Kiln is a desktop workbench for the full AI development loop — evals, prompt optimization, RAG, fine-tuning, synthetic data, and agents — where the same dataset flows through every stage without rewriting anything. The MIT-licensed Python library ships what you build in the GUI straight to production. Aimed at teams where engineers aren't the only people who need to interact with AI task data.
The 'one dataset, every technique' design is the real differentiator: define a task once and run evals, fine-tuning, RAG, and synthetic data generation against the same artifact. Most frameworks force you to maintain separate pipelines per technique. Git-native collaboration is a smart call — non-engineers use the GUI, the data lives in a Git repo you already control, no SaaS data custody required. Auto-Optimize searches across prompt mutations AND model selection simultaneously, not just prompt variants — which is more useful than eval tools that only score what you already have. Desktop app and Python library share the same engine and project files, so there's no rewrite penalty when moving from experimentation to production.

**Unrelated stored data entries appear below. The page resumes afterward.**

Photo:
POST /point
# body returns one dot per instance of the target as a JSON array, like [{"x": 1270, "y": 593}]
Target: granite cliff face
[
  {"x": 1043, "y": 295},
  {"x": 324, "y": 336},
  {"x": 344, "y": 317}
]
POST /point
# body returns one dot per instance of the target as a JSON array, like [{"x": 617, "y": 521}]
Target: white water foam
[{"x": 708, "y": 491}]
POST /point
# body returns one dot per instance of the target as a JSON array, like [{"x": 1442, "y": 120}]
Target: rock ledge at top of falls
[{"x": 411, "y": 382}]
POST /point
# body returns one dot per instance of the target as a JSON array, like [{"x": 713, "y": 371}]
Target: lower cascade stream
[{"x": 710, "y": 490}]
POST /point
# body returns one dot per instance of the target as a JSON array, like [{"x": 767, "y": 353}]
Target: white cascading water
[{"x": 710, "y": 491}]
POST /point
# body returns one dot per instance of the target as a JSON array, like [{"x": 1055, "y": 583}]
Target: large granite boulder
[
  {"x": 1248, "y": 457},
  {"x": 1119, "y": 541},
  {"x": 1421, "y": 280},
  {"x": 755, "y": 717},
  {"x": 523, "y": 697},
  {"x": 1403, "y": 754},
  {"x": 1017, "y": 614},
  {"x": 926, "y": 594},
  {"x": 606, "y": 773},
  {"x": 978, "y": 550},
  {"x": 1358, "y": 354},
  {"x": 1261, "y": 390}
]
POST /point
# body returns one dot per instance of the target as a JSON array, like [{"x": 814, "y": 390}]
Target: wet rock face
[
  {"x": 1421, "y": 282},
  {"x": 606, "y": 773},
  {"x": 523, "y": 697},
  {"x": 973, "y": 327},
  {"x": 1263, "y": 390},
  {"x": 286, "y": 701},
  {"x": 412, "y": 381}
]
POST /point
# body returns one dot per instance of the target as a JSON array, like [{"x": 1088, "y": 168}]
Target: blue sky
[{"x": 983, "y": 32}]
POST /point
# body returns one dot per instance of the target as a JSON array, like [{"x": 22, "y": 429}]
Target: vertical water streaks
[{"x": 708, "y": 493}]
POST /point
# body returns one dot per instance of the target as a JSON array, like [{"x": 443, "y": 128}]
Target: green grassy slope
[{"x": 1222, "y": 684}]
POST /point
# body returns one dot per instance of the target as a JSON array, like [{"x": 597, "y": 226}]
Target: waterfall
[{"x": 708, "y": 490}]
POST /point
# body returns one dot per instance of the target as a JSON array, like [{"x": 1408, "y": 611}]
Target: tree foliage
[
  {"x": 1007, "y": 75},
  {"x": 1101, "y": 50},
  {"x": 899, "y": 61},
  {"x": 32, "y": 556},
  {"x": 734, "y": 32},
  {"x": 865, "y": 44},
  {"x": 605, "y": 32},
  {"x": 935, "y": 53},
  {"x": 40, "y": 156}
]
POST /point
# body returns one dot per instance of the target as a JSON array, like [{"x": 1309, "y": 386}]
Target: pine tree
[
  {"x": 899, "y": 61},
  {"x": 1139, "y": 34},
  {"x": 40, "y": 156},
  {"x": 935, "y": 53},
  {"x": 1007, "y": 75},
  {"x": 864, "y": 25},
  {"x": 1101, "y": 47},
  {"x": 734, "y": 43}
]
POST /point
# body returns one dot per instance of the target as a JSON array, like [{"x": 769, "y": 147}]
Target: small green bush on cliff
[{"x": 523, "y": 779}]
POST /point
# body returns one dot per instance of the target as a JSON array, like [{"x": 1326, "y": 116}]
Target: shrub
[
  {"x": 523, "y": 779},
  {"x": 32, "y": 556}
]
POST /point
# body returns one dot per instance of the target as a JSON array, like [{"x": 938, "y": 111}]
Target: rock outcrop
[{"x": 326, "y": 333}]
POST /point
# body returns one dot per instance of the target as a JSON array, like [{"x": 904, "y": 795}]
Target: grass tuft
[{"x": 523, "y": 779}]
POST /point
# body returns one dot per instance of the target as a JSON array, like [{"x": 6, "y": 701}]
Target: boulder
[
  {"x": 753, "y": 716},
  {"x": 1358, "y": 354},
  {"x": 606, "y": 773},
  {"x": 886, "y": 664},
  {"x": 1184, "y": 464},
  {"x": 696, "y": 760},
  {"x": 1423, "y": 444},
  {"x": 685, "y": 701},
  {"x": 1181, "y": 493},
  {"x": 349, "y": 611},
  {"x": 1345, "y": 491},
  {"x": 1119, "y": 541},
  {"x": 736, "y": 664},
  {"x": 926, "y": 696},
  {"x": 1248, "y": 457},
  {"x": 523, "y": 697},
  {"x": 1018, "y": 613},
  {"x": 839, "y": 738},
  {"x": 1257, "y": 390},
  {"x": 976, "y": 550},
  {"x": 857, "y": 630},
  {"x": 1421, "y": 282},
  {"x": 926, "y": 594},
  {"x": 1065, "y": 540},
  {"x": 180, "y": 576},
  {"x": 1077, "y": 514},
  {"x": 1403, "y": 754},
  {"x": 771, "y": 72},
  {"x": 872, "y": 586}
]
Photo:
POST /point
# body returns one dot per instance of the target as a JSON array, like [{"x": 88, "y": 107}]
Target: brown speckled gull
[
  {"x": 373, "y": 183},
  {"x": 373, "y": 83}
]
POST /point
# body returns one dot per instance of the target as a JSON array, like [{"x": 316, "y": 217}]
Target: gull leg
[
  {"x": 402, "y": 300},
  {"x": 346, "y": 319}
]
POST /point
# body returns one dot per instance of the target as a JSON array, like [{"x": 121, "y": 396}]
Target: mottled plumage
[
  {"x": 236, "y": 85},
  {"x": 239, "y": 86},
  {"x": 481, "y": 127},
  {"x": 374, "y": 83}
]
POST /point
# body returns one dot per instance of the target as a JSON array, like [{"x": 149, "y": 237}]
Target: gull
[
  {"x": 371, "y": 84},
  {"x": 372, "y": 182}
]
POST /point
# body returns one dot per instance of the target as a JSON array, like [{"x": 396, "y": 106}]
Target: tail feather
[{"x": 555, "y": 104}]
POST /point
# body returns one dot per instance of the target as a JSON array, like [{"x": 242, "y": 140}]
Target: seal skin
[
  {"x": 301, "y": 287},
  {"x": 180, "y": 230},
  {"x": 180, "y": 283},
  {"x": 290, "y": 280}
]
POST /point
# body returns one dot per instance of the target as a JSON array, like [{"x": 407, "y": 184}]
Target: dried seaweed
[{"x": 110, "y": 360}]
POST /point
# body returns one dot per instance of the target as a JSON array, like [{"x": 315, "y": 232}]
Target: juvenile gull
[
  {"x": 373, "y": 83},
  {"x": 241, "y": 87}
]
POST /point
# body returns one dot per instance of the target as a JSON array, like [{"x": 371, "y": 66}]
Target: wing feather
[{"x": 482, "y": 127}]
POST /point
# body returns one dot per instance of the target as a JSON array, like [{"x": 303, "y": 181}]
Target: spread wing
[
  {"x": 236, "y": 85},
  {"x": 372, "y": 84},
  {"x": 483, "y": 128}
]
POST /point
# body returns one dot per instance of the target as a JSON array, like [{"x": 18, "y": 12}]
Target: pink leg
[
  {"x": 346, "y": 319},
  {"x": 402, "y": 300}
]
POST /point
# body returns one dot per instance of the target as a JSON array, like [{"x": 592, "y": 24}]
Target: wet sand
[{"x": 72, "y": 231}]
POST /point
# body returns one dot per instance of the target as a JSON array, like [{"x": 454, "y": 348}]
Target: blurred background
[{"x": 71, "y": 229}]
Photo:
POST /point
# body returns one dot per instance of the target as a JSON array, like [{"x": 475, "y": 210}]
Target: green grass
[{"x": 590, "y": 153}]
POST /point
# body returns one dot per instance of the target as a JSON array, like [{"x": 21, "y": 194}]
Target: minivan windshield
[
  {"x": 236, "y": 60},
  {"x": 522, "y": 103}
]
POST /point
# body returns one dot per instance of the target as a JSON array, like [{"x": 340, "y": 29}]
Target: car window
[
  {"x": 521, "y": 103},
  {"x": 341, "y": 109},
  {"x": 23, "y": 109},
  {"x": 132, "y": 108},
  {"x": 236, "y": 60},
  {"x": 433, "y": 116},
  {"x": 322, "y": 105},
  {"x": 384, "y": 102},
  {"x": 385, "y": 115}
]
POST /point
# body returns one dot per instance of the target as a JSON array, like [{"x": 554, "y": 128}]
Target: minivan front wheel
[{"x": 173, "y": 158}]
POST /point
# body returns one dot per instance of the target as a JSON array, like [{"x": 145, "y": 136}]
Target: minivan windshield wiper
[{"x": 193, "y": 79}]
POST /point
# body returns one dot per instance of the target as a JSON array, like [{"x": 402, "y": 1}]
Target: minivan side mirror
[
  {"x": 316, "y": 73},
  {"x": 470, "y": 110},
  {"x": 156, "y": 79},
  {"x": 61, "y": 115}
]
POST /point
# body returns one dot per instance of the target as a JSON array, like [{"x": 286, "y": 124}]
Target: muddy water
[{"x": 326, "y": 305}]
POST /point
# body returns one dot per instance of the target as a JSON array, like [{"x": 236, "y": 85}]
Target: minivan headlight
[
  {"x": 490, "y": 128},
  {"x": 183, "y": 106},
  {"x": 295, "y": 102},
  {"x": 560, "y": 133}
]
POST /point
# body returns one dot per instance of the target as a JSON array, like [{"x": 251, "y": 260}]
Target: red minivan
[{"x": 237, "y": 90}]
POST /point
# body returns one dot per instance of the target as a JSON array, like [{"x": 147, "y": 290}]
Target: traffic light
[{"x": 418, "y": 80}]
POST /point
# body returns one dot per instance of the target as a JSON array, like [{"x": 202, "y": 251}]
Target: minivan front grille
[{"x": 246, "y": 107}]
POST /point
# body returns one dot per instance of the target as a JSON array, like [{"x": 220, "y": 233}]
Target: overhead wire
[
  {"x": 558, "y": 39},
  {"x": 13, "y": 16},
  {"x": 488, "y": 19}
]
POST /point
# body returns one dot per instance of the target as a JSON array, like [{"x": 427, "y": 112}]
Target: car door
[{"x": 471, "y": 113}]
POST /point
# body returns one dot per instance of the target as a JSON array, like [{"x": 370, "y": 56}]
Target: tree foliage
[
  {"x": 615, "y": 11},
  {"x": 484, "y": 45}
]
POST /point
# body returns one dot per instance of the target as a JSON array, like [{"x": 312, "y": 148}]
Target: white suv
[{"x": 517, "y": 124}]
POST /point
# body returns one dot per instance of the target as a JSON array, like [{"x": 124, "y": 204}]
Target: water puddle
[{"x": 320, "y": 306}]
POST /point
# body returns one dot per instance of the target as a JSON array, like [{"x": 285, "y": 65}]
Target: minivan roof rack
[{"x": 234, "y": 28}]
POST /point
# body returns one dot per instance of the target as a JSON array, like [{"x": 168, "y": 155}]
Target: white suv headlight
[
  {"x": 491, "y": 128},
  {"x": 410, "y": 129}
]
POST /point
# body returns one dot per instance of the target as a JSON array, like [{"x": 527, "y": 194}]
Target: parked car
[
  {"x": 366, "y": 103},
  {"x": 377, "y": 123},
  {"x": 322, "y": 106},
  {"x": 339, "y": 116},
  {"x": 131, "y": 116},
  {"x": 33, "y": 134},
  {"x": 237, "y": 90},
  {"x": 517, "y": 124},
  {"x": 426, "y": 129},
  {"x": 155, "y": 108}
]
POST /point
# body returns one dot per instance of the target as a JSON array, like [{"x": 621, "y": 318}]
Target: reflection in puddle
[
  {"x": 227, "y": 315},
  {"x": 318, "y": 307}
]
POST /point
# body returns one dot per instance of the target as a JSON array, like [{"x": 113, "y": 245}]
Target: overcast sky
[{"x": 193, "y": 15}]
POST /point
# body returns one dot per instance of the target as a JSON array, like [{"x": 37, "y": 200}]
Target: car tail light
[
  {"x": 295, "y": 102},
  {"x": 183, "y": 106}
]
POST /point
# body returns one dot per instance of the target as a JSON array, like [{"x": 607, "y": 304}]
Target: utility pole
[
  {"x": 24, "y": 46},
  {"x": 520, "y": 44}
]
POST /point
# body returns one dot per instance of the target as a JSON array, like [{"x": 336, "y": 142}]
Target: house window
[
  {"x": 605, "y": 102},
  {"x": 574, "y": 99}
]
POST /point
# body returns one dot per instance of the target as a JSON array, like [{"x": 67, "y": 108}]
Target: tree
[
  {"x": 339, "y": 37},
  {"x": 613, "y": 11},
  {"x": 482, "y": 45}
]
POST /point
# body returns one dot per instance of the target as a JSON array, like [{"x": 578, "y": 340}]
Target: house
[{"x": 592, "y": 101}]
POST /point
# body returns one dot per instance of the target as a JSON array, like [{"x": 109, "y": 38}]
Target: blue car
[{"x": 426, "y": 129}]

The most compelling features — AI Assistant, Auto-Optimize, and Eval Builder — are paywalled behind Kiln Pro. Without them, the free tier is basically a local UI for running prompts and manually labeling outputs, which is not a strong case for switching from whatever you already have. Fine-tuning is fully outsourced to Fireworks/Together/Vertex; if you have your own GPU cluster or need local fine-tuning, there's nothing here for you. The three-tier licensing (MIT core library + source-available fair-code desktop app + Pro subscription) is genuinely confusing — it takes a careful reading to understand which workflows are free and which ones hit a paywall mid-experiment. Headless/CI use is technically possible via the REST API but the whole system is clearly designed around the desktop GUI first, so pipeline integration is awkward.